Así, las negociaciones de los dos gobiernos para el definitivo traspaso de la administración del parque “no supondrá un cambio brusco”, a tenor del actual funcionamiento de la comisión mixta, con el mismo número de miembros de la Administración General del Estado y de la Comunidad Autónoma.

García ha destacado la “línea cordial y amistosa” de ambas instituciones para culminar los contactos y ha destacado la validez del Plan Rector de Uso y Gestión del Parque Nacional de Las Tablas de Daimiel (PRUG), que entrará en vigor a principios de enero y que marcará el futuro y conservación del espacio, actualmente con un 25% encharcado (500 hectáreas).

Precisamente, el PRUG contempla medidas, ha destacado García, para afrontar situaciones hídricas deficitarias para mantener el funcionamiento del humedal, la calidad de su agua y los recursos naturales, aunque “esperaremos a ver si llueve en enero y febrero”.

Por ello, a principios de enero crearán la comisión de seguimiento del parque para activar medidas necesarias en cada momento y que “el parque no se quede sin agua”.

Incertidumbre

Con argumentos más críticos se ha mostrado el portavoz regional de Ecologistas en Acción, Miguel Ángel Hernández, quien ve “mucha incertidumbre” en el proceso de cambio de manos y en la posterior gestión de los parques nacionales.

“Creemos que la red estatal, ha sostenido, debe tener coherencia en cuanto al modelo de gestión y la exigencia de medios, y hasta ahora las comunidades autónomas no han cumplido con este modelo”.

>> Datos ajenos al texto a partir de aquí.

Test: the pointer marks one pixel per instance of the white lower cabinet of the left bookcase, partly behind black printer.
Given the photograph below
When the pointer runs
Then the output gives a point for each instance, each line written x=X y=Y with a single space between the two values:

Hernández es consciente “del imperativo legal que hay desde 2004”, si bien ha manifestado que la subsumisión de la gestión conllevaría una “pérdida de calidad” en los dos espacios castellano-manchegos, a tenor de las experiencias “no muy positivas” que la organización ha constatado en otras comunidades, al no implementarse políticas específicas para dichos núcleos emblemáticos.

Tras reconocer “el derecho” que tienen gobiernos regionales como el de Castilla-La Mancha a reclamar este traspaso, el portavoz de ecologistas en Acción ha insistido en que “nos provoca incertidumbre y muchas dudas” que la Junta va ya tener “determinación para defender a los parques de las amenazas”.

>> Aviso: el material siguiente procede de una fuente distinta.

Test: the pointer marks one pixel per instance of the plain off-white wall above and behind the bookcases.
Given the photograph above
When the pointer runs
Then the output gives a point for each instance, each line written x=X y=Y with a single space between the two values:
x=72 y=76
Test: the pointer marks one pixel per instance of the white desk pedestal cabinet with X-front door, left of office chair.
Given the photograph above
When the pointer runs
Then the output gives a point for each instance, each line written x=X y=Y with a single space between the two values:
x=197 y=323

A su juicio, la Administración regional “pone freno a las iniciativas de control” de estos espacios, pues “sigue permitiendo actividad cinegética en Cabañeros, y sobreexplotación en el uso del agua en las Tablas de Daimiel”.

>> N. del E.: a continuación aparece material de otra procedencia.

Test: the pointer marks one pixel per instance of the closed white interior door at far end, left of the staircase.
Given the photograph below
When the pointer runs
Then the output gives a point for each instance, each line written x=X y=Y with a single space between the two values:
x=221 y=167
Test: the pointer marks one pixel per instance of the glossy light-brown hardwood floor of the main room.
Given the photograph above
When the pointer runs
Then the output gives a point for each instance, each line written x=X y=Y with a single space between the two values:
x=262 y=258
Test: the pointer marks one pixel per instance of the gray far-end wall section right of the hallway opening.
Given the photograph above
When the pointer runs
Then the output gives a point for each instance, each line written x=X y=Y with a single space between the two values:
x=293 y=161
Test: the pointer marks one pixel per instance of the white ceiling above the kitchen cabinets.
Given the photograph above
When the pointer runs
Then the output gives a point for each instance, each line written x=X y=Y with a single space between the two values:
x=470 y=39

En el caso de Cabañeros, “no ha actuado correctamente ante las peticiones de las grandes fincas, que han hecho vallados ilegales, e incluso han mejorado una vía pecuaria para tener acceso” que dañan al espacio protegido, mientras que en el humedal daimieleño Hernández se ha mostrado molesto porque Agricultura no haya impulsado un plan para reducir el consumo de agua y par arecupera el acuífero. “Siempre echan balones fuera y dicen que es responsabilidad de la Confederación Hidrográfica del Guadiana”, ha aducido.

Por tanto, el cambio de gestión “no es simplemente un papel y un traspaso de presupuestos”, sino “un compromiso” que conllevaría “responsabilidades y la definición de una estrategia”, además de medios técnicos y plantillas medioambientales.